南方艺术

君儿:徐江的孤独

 徐江的随笔集《爱钱的请举手》能否成为“畅销书”我不知道,但它绝对好读是真的。那是一双长年“摊开”在文化这个大事物里却长年写着市井人生,快意恩仇的“酷评”之手,这双手每天敲着养家糊口的足评,影评,乐评,时评,穿叉敲着衷爱的诗歌,小说,文论。这双手向当之无愧的稿酬举起来,向太阳底下的本质之真举起来,但如果让徐江同时把以上这些和米兰·昆德拉定义的“媚俗”划上等号,那徐江是打死也不干的。
   
    没办法,“血质”所致,使一个人成为他自己,而非其他。徐江就是徐江,在网上(尤其是原创诗歌论坛上)你经常看到他称孤道寡地骂人,但相比于其文,那才只是龙鳞之一爪,徐江骂起人来,是从不吐核的。他自己说的好:“起先是年轻时的孤单、落寞,以及自认为旁人尚未说出的一些体验。后来则是远离朋友,自己这张喋喋不休的大嘴感到无法满足,索性亦雅亦俗,不管不顾,全往纸上招呼。再往后是有点儿绝望——许多事理本可以被清清楚楚悟出、说出,人们却偏要装神弄鬼、闪烁其辞,直到把自己和别人都带进沟里去。还有就是愤怒了:香臭、美丑在一个众口喧哗的年代屡屡被颠倒,谁指责它,反要被混混儿们以道义和仁爱的嘴脸斥为‘不厚道’……乱了乱了,既然尔等皆乱,索性容我一路乱拳打过去。”以上的话,我想更是徐江要对诗坛与诗歌说的肺腑之言。因为毕竟同为道中人,了解其真正的“痛点”不可能离文化中的诗歌多远。

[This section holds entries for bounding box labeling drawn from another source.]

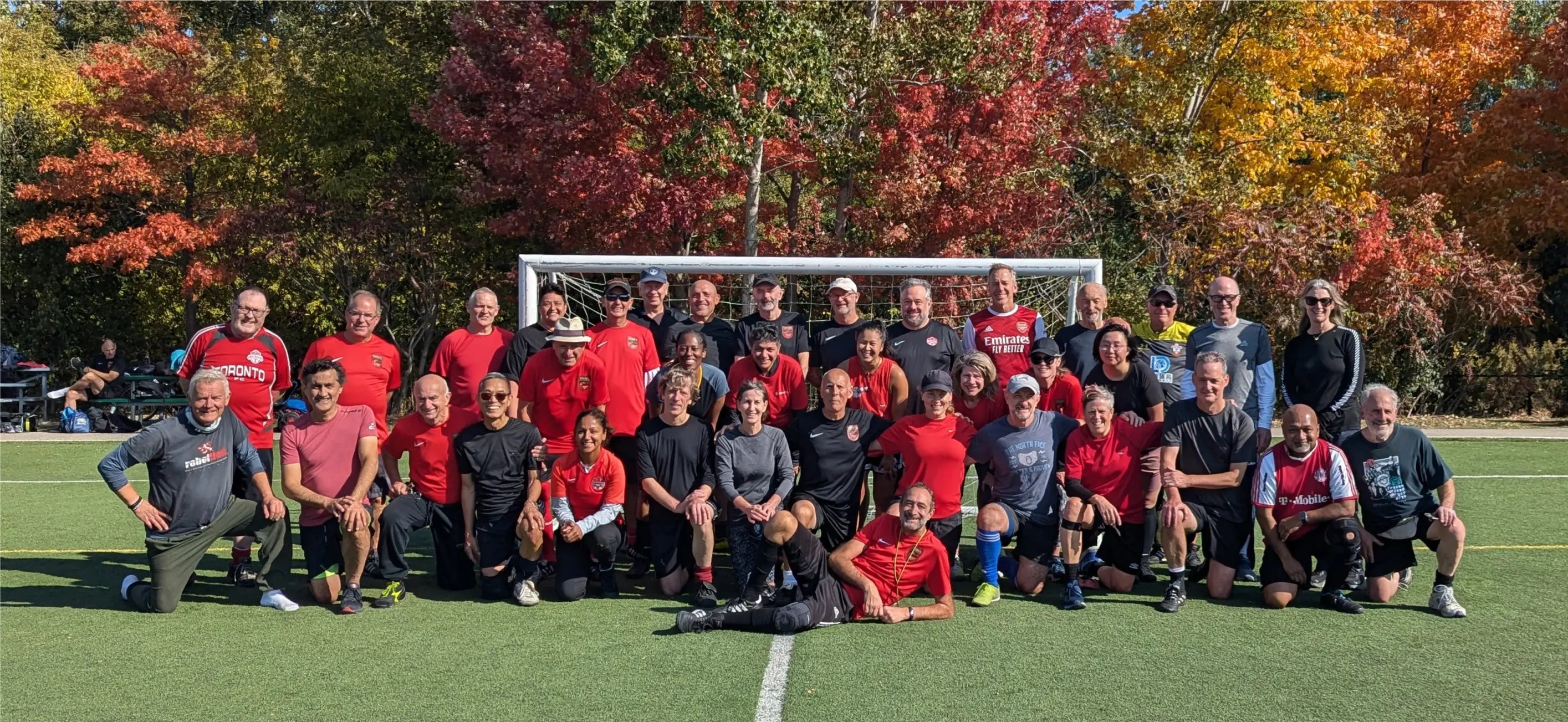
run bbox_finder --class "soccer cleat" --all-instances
[229,556,256,587]
[1159,582,1187,612]
[337,587,365,614]
[1427,584,1464,618]
[676,609,724,634]
[511,580,539,606]
[1061,581,1084,612]
[370,581,405,609]
[1317,589,1362,614]
[969,581,1002,606]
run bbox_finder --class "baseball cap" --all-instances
[921,368,953,393]
[544,316,588,343]
[1007,375,1040,393]
[1029,337,1061,360]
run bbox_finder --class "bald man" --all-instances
[1052,282,1105,379]
[660,279,743,376]
[370,375,477,609]
[784,368,892,550]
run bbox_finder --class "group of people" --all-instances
[100,265,1466,631]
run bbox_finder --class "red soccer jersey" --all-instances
[179,324,293,449]
[724,354,808,429]
[518,351,608,454]
[844,514,953,618]
[876,413,975,519]
[964,305,1046,385]
[549,451,626,520]
[430,327,513,417]
[1036,368,1084,421]
[1253,440,1356,540]
[381,407,478,504]
[299,334,403,443]
[589,321,658,437]
[1059,416,1165,525]
[845,357,898,418]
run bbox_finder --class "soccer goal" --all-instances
[518,255,1104,329]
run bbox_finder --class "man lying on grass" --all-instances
[676,484,953,634]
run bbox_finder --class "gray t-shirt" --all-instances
[713,426,795,515]
[1182,318,1273,426]
[969,411,1079,525]
[99,409,263,539]
[1160,400,1258,521]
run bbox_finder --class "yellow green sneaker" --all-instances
[969,582,1002,606]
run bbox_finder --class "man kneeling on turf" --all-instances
[1253,404,1361,614]
[99,368,299,612]
[676,484,953,634]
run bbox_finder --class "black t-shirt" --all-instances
[784,409,892,510]
[627,304,693,363]
[671,316,745,375]
[883,321,964,413]
[1160,400,1258,521]
[626,413,713,520]
[1084,360,1165,421]
[1052,322,1099,385]
[737,310,811,363]
[500,324,550,381]
[811,318,866,370]
[452,418,544,519]
[1339,424,1453,534]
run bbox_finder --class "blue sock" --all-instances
[975,531,1002,586]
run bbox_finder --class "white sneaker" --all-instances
[511,580,539,606]
[1427,584,1464,617]
[262,589,299,612]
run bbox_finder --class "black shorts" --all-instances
[1179,501,1253,569]
[1367,514,1438,576]
[784,492,861,550]
[991,500,1060,564]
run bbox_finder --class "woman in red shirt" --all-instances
[550,409,626,601]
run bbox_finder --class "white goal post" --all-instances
[518,254,1104,327]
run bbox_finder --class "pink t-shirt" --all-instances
[282,406,376,526]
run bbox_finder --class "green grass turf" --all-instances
[0,440,1568,720]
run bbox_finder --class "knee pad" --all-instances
[773,601,811,634]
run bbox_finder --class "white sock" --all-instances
[262,589,299,612]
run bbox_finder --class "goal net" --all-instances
[518,255,1102,332]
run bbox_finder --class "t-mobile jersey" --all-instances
[784,409,892,512]
[964,305,1046,382]
[280,406,381,526]
[430,327,513,417]
[589,321,658,437]
[969,411,1077,526]
[844,514,953,618]
[452,418,544,519]
[883,321,964,413]
[299,334,403,442]
[179,324,293,449]
[1253,440,1356,542]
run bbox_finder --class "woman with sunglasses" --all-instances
[1279,279,1366,442]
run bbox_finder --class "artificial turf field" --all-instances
[0,440,1568,720]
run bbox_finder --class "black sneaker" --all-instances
[692,581,718,609]
[229,556,256,587]
[1317,591,1362,614]
[370,581,403,609]
[337,587,365,614]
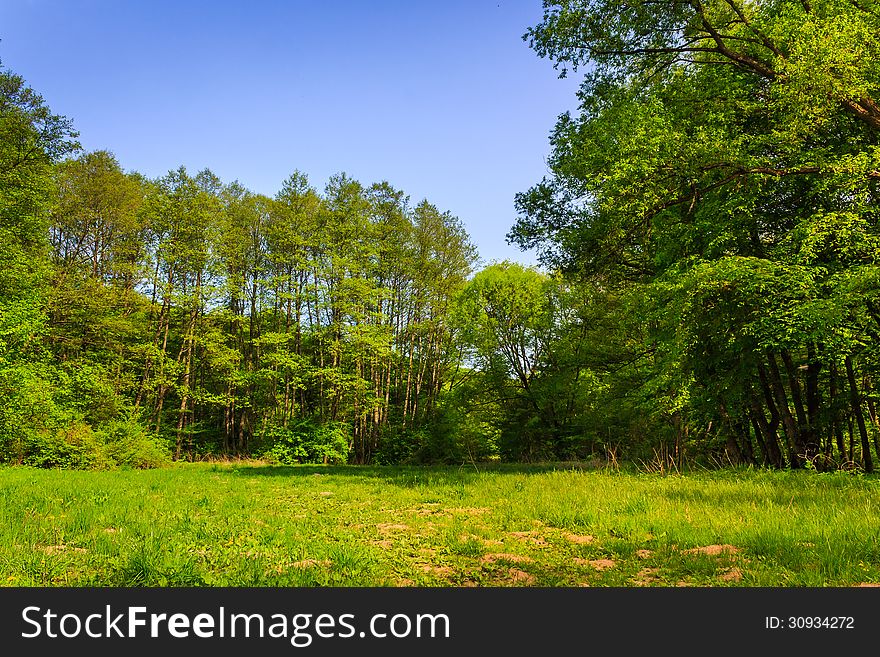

非把“诗歌”放在“文化”一词里说,是我小小的发明(也许别人早发明过我不知道),因为一次在电话中和徐江聊起来,谈起为什么不多写点文艺随笔,他说你看我的哪类随笔里没有文化。细读之下,确然!
   
    读徐江的随笔,不用调整好笑神经,也会常常被他亦庄亦谐、一会形而下一会(没控制好)形而上的文字逗乐,而乐过之后是回味与反思。 你瞧他怎样“赞美”小资,他说:“今天的‘小资’更像时尚天幕下的风筝。他们飘飘荡荡引领流行,热爱生活,甚少高声谈及灵魂”;他讲现在的丁克家庭,分析自己是“丁”还是“不丁”的理由说:“我们家要真‘丁’了……我那一屋子的书怎么办?我的碟、我的邮票、烟斗、打火机、永远弹不成曲子的吉他,我去民园看足球时吹的喇叭……哈姆雷特说过:‘丁’还是‘不丁’这是个问题”,最精彩的还是他看似随意任性的文字里说出的“徐氏的警世通言”,比如他说“文化的差异更多其实是表现在与日常有关的那些精微之处。一旦忽视,就难免只剩下空心萝卜”,他说“人们在苟延残喘中维系支撑着社会的邪恶与堕落,且大多数时候都是如此,布努埃尔的价值在于没有一味拘于同情,而是在冷酷中拷问社会制度与在场者各自应负的责任”,他说:“从浪漫主义的夸张、沉溺,到现实主义的呈现、愤怒,到现代主义的抽象、陌生化、再到现代主义之后的拼贴、对花哨技术的重视,受众对于艺术的兴趣其实一直在衰减……因为艺术越来越变得不好听、不好看,晦涩、抽象、破碎、鄙俗和阴郁。至于搞艺术的广大庸众,又何偿跟做其他行业的人不一样,无非是痴迷于功利和经验主义罢了。”
   
    这之后,徐江提及自己的“孤独”——“我突然意识到,我所说出的正是多年以来自己作为读者,一直没能从当代的本土小说中找到的感觉。也许,它真是冥冥中,上天留给我这代作者的一项作业。孤独亘古长存,注视着孤独却又熟视无睹;亦或心有所惑,却终于无法说出……这种汉语文学的尴尬,到了该结束的时候了。”从始至终,徐江都以他一贯的幽默、恢谐和智性在面对面地与人交流,与你交流,只差他又坏笑一下说:“听懂的同学请举手。”